We struggle to grasp this. God the Son confines Himself within measurable dimensions. He is made of muscles, bones, and ligaments. He has two human hands – human hands most likely calloused from working wood with a hammer and saw and certainly scarred by nails. His feet are worn by long walks from His thirty-three years traveling Israel. He probably has brown eyes and brown hair and takes after His mother, Mary, in looks. There is nothing ghostly, illusionary, or ethereal about the Man on Heaven’s throne. If you touched Him, you would feel like a real living human.
The incarnation and resurrection of Jesus are bookends that change everything about how we view our present earthly lives, our deaths, and our eternal lives to come.
If God deemed the body too worthless for redemption, He could simply create newly minted vessels for housing our souls in heaven. Instead, He promises to raise the perishable bodies we now possess into a state of imperishable glory (1 Cor 15:42-45). The weary flesh in which we suffer sickness, frustrations, and sin will rise renewed for deathless existence.
Living Between Two Advents
The baby born to redeem creation lies at the center of Christmas nostalgia and imagery. But that is only half the story – the baby will return as a conquering King.
Christ became like us at the first advent that we might become like Him at the second. “Beloved, now we are children of God; and it has not yet been revealed what we shall be, but we know that when He is revealed, we shall be like Him, for we shall see Him as He is” (1 John 3:2).
We now wait for the restoration of all things when the divine Bridegroom returns for His bride. There will be no hint of sin or sorrow to dampen the joy of that reunion. Our weak bodies will take on His everlasting strength. Our disease and affliction will be replaced by His wholeness. His immortality will conquer our dying.

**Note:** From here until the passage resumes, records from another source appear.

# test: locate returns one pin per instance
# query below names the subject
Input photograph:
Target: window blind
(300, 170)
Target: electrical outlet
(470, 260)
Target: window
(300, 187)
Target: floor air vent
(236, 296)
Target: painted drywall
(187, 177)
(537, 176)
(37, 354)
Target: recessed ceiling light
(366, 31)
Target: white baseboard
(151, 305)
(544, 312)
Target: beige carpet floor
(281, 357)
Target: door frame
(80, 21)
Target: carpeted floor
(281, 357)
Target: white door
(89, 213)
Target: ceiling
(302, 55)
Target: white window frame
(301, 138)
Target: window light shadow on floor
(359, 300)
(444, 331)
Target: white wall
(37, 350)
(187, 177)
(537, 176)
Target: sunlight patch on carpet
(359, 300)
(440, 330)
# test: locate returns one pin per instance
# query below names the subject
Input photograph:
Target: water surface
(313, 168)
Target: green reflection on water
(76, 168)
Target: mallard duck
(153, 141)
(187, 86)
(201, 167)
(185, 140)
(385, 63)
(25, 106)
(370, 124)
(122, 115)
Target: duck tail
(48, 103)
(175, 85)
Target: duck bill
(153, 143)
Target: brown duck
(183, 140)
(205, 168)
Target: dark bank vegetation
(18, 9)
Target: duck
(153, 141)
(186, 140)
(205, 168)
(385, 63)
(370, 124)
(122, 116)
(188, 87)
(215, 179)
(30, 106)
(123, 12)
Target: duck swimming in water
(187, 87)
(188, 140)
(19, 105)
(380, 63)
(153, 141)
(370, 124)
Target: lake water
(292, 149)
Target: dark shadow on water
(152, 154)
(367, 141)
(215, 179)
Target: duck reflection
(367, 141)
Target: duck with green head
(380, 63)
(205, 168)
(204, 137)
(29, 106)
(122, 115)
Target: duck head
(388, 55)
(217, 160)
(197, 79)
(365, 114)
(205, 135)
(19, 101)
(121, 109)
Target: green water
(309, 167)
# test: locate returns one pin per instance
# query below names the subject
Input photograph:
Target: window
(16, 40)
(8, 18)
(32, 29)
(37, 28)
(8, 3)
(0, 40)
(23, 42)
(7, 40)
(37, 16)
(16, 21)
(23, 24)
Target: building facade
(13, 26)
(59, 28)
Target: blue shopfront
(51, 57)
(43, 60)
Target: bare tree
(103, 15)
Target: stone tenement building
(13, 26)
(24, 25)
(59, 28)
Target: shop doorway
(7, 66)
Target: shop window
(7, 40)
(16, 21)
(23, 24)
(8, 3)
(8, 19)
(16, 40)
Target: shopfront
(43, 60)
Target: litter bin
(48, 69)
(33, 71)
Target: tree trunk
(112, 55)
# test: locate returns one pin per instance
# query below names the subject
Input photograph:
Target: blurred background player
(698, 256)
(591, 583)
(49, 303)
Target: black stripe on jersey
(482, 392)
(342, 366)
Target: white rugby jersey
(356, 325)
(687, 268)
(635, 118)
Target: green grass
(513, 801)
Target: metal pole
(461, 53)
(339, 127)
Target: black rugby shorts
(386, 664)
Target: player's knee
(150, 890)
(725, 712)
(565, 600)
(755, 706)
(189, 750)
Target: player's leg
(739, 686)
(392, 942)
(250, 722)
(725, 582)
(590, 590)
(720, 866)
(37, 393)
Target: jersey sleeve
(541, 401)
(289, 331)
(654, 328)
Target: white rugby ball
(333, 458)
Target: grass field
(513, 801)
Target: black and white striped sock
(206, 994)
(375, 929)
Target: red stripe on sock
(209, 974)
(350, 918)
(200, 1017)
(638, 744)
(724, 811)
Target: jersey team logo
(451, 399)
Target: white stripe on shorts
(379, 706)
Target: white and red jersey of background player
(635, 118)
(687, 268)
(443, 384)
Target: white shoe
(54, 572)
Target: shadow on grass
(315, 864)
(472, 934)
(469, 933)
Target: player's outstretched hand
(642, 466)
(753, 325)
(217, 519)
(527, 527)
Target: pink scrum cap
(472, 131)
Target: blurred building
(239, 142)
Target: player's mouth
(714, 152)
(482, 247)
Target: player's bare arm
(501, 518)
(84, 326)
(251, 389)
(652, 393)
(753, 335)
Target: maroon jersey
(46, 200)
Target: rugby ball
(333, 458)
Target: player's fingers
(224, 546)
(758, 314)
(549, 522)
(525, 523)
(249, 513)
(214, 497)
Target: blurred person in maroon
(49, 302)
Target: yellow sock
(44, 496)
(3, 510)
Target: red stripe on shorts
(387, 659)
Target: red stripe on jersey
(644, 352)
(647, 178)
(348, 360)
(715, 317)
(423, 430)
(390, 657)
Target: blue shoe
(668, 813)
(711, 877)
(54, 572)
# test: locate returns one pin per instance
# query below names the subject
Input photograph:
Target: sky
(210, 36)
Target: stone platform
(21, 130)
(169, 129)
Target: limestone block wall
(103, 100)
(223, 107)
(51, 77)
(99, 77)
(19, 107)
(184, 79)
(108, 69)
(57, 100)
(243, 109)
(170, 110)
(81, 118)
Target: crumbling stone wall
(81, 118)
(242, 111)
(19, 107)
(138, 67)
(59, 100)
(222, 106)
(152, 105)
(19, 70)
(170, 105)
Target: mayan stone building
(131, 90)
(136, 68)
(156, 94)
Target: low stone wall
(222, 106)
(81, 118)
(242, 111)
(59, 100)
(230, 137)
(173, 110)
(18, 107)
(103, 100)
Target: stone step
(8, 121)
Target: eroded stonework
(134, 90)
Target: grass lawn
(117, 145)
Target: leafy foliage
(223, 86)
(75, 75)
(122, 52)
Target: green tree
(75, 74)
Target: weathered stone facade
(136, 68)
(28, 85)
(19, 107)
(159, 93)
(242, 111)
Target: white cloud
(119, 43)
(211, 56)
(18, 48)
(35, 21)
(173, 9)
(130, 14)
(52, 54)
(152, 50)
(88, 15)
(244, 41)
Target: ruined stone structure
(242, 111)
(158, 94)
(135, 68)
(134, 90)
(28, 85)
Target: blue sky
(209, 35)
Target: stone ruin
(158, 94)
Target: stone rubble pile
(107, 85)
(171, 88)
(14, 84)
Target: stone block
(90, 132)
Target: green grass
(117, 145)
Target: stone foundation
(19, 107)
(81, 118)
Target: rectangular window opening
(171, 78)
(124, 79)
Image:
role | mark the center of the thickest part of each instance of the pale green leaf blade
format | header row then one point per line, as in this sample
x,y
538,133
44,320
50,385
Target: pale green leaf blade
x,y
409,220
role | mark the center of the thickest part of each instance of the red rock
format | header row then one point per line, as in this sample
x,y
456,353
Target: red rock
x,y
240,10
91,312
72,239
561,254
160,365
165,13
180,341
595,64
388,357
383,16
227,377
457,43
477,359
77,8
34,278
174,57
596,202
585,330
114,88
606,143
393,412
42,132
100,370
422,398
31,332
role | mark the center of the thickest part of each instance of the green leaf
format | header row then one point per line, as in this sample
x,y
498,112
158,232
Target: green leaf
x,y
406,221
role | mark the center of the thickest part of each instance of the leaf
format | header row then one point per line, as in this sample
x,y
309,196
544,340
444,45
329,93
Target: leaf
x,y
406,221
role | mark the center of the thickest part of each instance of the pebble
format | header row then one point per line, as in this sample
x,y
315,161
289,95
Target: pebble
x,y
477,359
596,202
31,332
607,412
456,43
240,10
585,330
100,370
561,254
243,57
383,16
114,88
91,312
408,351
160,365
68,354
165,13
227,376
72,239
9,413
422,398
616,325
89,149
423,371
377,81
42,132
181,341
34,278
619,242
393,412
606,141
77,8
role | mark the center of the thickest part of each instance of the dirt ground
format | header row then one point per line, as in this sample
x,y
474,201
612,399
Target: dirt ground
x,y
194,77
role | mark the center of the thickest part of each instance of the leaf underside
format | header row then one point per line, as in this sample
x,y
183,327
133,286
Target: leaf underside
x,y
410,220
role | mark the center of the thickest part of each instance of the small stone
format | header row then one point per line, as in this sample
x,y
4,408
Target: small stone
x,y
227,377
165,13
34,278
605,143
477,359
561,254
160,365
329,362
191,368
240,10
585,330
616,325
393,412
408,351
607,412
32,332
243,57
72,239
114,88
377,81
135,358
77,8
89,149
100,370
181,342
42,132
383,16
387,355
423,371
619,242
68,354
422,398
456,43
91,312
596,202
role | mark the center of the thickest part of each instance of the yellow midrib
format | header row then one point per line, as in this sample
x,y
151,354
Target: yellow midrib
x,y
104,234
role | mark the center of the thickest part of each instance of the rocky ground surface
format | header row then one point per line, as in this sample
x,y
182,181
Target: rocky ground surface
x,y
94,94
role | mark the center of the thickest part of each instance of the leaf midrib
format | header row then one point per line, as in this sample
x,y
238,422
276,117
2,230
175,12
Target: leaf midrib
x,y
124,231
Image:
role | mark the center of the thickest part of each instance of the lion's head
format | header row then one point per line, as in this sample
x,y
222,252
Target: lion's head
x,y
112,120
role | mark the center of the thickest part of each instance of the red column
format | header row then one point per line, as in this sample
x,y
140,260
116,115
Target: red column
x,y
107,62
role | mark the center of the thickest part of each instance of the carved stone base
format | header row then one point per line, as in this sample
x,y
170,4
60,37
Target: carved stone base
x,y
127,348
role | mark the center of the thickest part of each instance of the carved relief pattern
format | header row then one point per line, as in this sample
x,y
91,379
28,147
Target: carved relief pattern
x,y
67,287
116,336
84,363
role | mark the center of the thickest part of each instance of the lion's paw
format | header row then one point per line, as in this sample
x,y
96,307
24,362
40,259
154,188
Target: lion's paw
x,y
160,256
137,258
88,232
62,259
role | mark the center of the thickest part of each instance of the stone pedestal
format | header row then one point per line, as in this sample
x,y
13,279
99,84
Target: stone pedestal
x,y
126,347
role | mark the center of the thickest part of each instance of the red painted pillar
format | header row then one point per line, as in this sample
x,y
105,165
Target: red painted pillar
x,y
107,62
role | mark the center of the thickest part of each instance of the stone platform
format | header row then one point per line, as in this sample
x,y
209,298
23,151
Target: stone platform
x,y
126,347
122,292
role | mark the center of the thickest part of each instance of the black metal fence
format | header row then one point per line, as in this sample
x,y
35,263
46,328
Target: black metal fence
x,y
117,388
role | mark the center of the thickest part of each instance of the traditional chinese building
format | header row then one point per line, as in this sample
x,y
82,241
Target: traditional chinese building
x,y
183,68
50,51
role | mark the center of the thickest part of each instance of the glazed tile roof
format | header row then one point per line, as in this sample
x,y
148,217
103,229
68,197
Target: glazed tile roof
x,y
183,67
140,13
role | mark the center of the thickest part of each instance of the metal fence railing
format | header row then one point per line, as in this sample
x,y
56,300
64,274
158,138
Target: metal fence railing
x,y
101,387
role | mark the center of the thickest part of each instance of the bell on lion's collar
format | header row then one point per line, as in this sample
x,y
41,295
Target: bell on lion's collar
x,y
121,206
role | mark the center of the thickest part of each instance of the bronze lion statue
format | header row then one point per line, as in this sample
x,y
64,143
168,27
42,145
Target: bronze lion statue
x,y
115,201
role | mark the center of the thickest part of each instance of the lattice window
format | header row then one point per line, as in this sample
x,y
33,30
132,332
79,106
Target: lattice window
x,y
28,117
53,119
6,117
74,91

But in the meantime, allow the miracle of the incarnation to change how you live now. Tend and steward your body and the rest of creation as soon-to-be trophies of grace. Keep yourself pure from sinful indulgences and cultivate a body ready and able to carry out the will of God as you sit at your table with friends and family this Christmas, taste and see afresh the undeserved goodness of God the Son who waits to enjoy a feast with you at the wedding supper of the Lamb.